An inter-delivery interval of less than 18 months appears to increase the risk.6
The risk appears to be higher in pregnancies of gestational age greater than 40 weeks, and for women with a previous caesarean, the risk is reduced if they have also had a previous vaginal delivery.3
Prior uterine surgery (including myomectomy, curettage, induced abortion, manual removal of the placenta).
Uterine anomalies - eg, undeveloped uterine horn.
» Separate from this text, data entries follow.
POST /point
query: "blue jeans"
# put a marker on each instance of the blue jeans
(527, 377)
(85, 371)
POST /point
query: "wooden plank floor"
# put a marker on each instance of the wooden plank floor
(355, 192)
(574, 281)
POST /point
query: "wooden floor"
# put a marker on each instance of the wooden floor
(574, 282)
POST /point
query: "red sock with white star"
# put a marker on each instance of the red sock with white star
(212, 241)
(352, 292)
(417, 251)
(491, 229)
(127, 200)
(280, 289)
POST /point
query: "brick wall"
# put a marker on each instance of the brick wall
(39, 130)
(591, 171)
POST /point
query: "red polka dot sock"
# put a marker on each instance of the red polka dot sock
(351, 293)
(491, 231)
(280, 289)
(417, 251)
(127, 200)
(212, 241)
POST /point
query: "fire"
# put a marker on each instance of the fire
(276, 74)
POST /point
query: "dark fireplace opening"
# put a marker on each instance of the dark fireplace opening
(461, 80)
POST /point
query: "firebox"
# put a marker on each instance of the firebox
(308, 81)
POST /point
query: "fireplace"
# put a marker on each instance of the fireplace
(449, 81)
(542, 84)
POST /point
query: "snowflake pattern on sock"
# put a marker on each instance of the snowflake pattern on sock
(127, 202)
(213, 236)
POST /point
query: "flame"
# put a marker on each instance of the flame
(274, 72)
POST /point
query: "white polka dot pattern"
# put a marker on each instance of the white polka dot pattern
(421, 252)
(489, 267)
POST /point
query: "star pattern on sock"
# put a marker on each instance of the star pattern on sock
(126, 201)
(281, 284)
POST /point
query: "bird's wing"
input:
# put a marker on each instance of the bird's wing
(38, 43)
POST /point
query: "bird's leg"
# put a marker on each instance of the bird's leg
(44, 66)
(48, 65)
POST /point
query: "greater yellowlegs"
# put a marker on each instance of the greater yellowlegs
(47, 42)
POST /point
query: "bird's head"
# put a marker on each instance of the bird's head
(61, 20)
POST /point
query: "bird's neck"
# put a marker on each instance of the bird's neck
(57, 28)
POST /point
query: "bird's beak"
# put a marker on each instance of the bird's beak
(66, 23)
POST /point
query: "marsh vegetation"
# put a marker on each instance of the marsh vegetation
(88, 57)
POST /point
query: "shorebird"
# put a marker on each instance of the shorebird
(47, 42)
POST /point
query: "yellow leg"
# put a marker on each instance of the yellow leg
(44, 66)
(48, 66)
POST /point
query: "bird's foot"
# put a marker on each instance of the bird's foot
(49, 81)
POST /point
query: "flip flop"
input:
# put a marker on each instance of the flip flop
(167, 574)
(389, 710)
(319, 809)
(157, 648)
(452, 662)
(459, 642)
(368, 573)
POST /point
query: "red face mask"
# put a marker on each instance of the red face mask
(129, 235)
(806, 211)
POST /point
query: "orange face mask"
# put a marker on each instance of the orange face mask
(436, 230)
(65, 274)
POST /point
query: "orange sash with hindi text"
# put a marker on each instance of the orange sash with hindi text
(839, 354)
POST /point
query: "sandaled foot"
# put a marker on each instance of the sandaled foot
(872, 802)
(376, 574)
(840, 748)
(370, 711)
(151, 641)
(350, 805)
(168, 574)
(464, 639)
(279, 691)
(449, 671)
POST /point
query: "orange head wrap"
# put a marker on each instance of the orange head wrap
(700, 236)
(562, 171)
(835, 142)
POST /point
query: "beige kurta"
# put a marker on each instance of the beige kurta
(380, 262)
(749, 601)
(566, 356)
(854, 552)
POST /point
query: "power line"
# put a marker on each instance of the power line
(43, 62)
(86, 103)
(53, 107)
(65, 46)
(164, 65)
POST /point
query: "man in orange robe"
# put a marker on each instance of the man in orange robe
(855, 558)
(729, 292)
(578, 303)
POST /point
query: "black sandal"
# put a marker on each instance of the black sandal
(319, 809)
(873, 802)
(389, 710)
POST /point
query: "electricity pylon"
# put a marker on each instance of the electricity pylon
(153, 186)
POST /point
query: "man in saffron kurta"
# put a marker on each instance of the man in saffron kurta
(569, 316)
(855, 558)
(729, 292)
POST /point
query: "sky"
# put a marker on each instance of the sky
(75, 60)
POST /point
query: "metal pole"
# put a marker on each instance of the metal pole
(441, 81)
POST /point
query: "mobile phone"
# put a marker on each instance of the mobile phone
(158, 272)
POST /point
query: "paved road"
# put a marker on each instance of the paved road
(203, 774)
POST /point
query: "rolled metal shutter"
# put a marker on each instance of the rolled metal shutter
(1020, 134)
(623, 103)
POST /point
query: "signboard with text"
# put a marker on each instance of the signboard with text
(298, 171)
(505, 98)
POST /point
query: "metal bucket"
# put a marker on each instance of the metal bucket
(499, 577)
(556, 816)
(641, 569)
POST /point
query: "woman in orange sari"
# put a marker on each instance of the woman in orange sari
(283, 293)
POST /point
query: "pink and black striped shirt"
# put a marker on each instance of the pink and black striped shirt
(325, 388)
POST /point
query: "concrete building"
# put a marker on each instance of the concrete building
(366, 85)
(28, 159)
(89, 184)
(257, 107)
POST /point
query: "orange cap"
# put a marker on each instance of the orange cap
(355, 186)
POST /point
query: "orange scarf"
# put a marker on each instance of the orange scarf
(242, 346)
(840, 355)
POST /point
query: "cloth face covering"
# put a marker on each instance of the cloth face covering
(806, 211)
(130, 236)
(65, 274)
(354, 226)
Trauma - eg, traffic collision.
Use of rotational forceps.
Obstructed labour.
Induction of labour - prostaglandins should be used with caution during a trial of labour.
Cervical laceration.
Medically induced termination after 16 weeks of gestation.
Hydramnios.
Macrosomia and fetal anomaly - eg, hydrocephalus.
Malpresentation (brow or face).
Choriocarcinoma.
Other procedures with high risk of uterine rupture include internal podalic version and extraction, destructive operations and manoeuvres to relieve shoulder dystocia.
Preventing uterine rupture
Unfortunately, uterine rupture cannot be adequately predicted for women wanting a trial of labour following a previous caesarean section.7 Doctors should review the medical history for risk factors and counsel regarding her relative risks, benefits, alternatives and probability of success. Women should be informed that planned VBAC is associated with an approximately 1 in 200 (0.5%) risk of uterine rupture.3
Usually, shared care undertaken with an obstetrician is appropriate for any woman with a previous caesarean section.
A few circumstances (prior classic or T-shaped incision and unavailability of facilities for emergency caesarean delivery) will preclude a trial of labour. In most instances, however, National Institute for Health and Care Excellence (NICE) guidance advises that the decision about mode of birth following a previous caesarean should take into consideration:8
Maternal preferences and priorities.
A general discussion of overall risks and benefits of repeat caesarean section versus VBAC, including the risk of an unplanned caesarean section.
Women who have had a previous caesarean section but also a vaginal birth can be advised that they are more likely to achieve a vaginal birth than women who have only had a caesarean birth.
Those who opt for a trial of labour should be offered close monitoring during delivery and care during labour in a unit where there is immediate access to emergency caesareans and an on-site blood transfusion service.8
Induction of labour - considerations to reduce the risk of uterine rupture9
NICE guidance states that women with a previous caesarean section can be offered induction of labour but that they should be aware that the risk of uterine rupture and of needing an emergency caesarean are both increased.8
When a planned VBAC is induced, the uterine rupture risk is around three times higher if prostaglandin is used than in a non-prostaglandin-based regimen.10
Decisions regarding induction and augmentation of a planned VBAC should be made using a shared decision making model, with advice from a consultant obstetrician.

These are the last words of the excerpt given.